Carlos Ribeiro Claro, que tomou conta daquelas azenhas durante vários anos na adolescência, contou ao REGIÃO DE CISTER a história por detrás dos moinhos de água.
As azenhas que perduram em Chiqueda têm mais de 100 anos mas, muitos séculos antes, já os monges da Ordem de Cister captavam a água do Alcoa e a transportavam diretamente para a cozinha do Mosteiro de Santa Maria de Alcobaça. E as provas ainda estão à vista. A menos de 500 metros do poço Suão, a nascente do rio Alcoa, estão as Azenhas Mãe d’Água. O conjunto de dois moinhos ganhou este nome devido à “qualidade da água se adequar melhor às necessidades dos monges”, conta Carlos Ribeiro Claro, que tomou conta daquelas azenhas durante vários anos na adolescência. “Depois de desistir do liceu, vim trabalhar para os moinhos que eram do meu pai”, conta o antigo moleiro.
Depois de o pai de Carlos Claro construir, pelas próprias mãos, uma represa junto às azenhas, a água do Alcoa ganhou “força” para fazer girar uma galga que conseguia “tocar” três mós e produzir cerca de uma tonelada de farinha de trigo ou de milho por dia. Essa farinha, explica, era depois transportada, normalmente com recurso a uma mula, por sítios tão longínquos como a freguesia do Arrimal ou até mesmo em Rio Maior.
A luz elétrica chegou a Chiqueda em 1964, mas muitos anos antes já as Azenhas Mãe d’Água produziam, também, eletricidade no edifício onde Carlos Claro nasceu.
“Sempre me lembro de ter luz elétrica em casa”, recorda o chiquedense. “A água tocava a mó que estava ligada a um dínamo com uma bateria e produzia corrente continua de 110 volts”, relembra.
O edifício das Azenhas Mãe d’Água é, atualmente, propriedade da Câmara de Alcobaça, mas foi muito devido ao esforço de Carlos Claro e de vários chiquedenses que se encontra em bom estado de restauro. Há mais de uma década, um grupo de moradores fundou a Associação de Amigos de Chiqueda, com o objetivo de “preservar o património” da terra.
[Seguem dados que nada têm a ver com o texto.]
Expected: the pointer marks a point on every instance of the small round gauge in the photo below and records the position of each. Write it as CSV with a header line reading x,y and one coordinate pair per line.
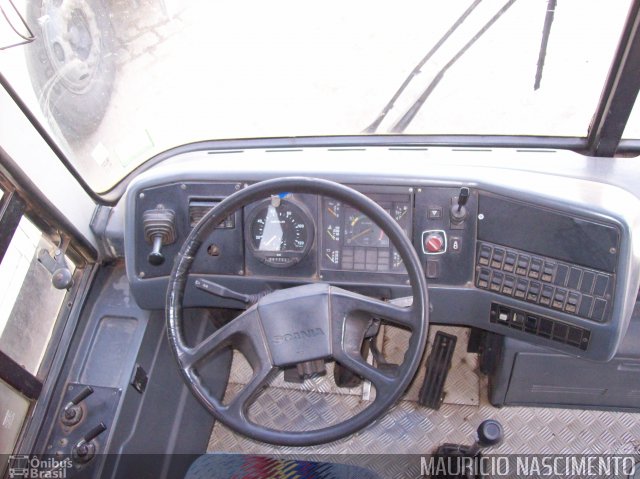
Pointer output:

Em 2005, a instituição e a autarquia assinaram um protocolo e, no ano seguinte, os amigos de Chiqueda puseram mãos à obra e, com material fornecido pela Câmara de Alcobaça, requalificaram as Azenhas Mãe d’Água. Depois deste esforço de um “pequeno grupo de pessoas que não queria ver a sua terra a morrer”, o espaço já pode receber regularmente visitas de alunos de vários pontos do concelho para “ensinar aos mais novos” como era o quotidiano do passado.
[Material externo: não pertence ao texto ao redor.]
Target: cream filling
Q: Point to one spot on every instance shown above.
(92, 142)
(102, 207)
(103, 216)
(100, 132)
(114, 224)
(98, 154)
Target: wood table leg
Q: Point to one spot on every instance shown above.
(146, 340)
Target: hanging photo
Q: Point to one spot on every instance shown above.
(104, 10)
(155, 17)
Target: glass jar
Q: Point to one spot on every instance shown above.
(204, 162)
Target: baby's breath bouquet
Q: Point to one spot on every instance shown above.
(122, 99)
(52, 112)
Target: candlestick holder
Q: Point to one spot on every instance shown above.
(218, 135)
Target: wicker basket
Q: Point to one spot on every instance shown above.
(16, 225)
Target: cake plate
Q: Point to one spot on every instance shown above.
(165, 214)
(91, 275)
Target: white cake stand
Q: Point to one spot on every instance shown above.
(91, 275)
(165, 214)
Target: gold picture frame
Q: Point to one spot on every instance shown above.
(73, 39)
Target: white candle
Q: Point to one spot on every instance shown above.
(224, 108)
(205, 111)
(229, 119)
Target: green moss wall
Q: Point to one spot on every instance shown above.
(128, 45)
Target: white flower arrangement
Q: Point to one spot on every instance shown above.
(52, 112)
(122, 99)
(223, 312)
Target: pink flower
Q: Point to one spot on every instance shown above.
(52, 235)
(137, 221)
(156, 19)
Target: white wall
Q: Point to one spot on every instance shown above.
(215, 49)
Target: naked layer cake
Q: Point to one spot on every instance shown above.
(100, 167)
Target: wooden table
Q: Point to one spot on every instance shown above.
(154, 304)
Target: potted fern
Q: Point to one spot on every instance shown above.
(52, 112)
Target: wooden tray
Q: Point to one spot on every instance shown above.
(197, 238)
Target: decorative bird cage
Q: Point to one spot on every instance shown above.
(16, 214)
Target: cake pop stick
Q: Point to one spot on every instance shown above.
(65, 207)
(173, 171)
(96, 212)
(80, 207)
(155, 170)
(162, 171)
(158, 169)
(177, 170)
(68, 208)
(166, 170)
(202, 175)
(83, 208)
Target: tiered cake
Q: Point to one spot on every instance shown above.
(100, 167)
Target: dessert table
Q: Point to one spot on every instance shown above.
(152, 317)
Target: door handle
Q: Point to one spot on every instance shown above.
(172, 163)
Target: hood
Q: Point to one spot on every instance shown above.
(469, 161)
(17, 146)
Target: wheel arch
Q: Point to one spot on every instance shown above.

Seguindo o curso natural do rio Alcoa, chegamos ao Moinho do Canal, que ganhou este nome por estar localizado junto a um canal construído de propósito para levar a água às instalações da fábrica de tecidos de chita, que nunca chegou a laborar. Contudo, a azenha mantém-se em pé e pronta a moer trigo e milho porque o proprietário, Fernando Barros, recusa-se a deixar morrer a tradição de família e de toda uma comunidade. “Foi aqui que casei, vivi e onde nasceram os meus filhos”, orgulha-se o chiquedense. Por isso, Fernando Barros tem dedicado os últimos anos a restaurar o edifício e a preservar o mecanismo da azenha que é capaz “de fazer girar três mós ao mesmo tempo “com uma só galga”, explica o proprietário.
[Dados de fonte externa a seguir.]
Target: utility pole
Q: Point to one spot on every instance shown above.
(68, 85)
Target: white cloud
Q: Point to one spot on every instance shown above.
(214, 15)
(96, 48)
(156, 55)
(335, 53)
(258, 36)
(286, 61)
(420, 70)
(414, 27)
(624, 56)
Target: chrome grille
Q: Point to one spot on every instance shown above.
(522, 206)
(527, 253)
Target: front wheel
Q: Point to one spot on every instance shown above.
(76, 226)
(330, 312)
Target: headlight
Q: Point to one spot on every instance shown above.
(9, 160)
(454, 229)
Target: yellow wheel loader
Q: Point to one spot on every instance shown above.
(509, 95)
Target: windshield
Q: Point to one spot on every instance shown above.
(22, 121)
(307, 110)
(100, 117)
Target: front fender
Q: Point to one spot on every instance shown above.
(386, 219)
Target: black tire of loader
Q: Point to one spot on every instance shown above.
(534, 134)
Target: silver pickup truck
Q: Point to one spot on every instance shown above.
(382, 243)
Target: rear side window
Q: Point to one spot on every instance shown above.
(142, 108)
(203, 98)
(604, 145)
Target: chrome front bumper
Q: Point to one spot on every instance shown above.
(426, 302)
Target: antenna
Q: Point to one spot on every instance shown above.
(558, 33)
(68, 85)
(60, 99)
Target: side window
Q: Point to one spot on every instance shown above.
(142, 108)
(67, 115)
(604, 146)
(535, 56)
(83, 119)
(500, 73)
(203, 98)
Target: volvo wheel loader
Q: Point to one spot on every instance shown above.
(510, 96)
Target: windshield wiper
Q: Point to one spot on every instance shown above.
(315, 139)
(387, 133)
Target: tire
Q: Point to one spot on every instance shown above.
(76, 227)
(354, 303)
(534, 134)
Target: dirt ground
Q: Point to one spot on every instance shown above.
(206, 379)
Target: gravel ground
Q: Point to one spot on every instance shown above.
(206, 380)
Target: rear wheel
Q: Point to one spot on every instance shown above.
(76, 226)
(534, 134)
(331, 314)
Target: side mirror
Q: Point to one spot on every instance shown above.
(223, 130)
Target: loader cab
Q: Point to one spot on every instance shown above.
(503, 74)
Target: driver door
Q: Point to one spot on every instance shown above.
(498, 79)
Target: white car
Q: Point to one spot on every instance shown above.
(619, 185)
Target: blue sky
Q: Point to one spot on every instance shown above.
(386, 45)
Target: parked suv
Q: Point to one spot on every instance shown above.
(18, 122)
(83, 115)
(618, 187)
Já às “portas” de Alcobaça, está “escondido” o Moinho do Parente. Esta é a única azenha ainda em atividade que aplica o sistema tradicional de rodízios. “Ainda que precise de menos água para moer, este sistema tem a desvantagem de só conseguir ‘tocar’ uma mó de cada vez”, explica António Ventura, que adquiriu a propriedade em 1988. Durante a infância e adolescência, havia “o ‘bichinho’ dos moinhos”. Todos tínhamos família que estava ligada ao setor”, relembra. Por isso, há quase três décadas decidiu comprar o Moinho do Parente também para “conservar a identidade e a paisagem natural de Chiqueda”.
Fernando Barros recorda que “onde houvesse moagem não havia fome nem falta de dinheiro” para justificar a “importância” dos moinhos de Chiqueda.
Ainda assim, em meados da década de 1970 o paradigma mudou e “as pessoas deixaram de cozer o seu pão em casa”. Isto, aliado ao “aparecimento das grandes superfícies”, veio tirar força ao setor das azenhas, que chegou a empregar “uma grande parte da população” de Chiqueda, aponta o proprietário do Moinho do Canal.
Hoje em dia, o que resta das Azenhas de Chiqueda mantém-se de pé muito por “carolice” dos seus donos e pela vontade em preservar uma tradição e um legado com mais de um século. E porque a água continua a correr.